Dear Grandma: 1 Year Later
They say that these things get easier with time. They say that you just have to be strong and push through it and then everything will be okay.
Well I don’t care what they say. No stretch of time can fully heal a broken heart.
The days may have passed us by but the memories are stronger than ever.
Though you are not physically here beside me your presence in my life is stronger than ever. In the faces of passers by, in the music that fills the background, in the butterflies that endlessly follow my every step. You have never really been gone, and you never will be.
Some people may think that a year is a long time. But in the course of a lifetime one year is but a fleeting moment. You blink and that time has come and gone with no signs of slowing. Time is funny like that, I guess.
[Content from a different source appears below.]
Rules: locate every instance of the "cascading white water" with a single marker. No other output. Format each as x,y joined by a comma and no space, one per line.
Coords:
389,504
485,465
When we want it to last is races away, yet we spend so much of our life wishing that work day would pass faster, or a bad day will be over with. We wish and wish for those days to speed up but in doing so we are wishing away precious moments.
Grandma, you were and will forever be the reminding voice in my life telling me to slow down, to relax, and to embrace each moment that I am lucky enough to live.
One year without feeling your hugs has not silenced your constant encouragement and motivational speeches when I need them most. One year without your hand written notes to me has not hindered your ability to brighten my days at the most spontaneous moments.
Because one year without being able to see you and hold you and laugh with you could never wipe away the twenty-two years of unconditional love and irrevocable life knowledge that you bestowed upon me.
Is it still hard? Absolutely. Do I still cry some days? One hundred percent. But despite our physical distance from one another, we have never been closer. Our souls never more connected.
As the days turn to years, the years turn to decades, you will forever be my beacon in the darkness. My guiding force. My best friend. My grandmother.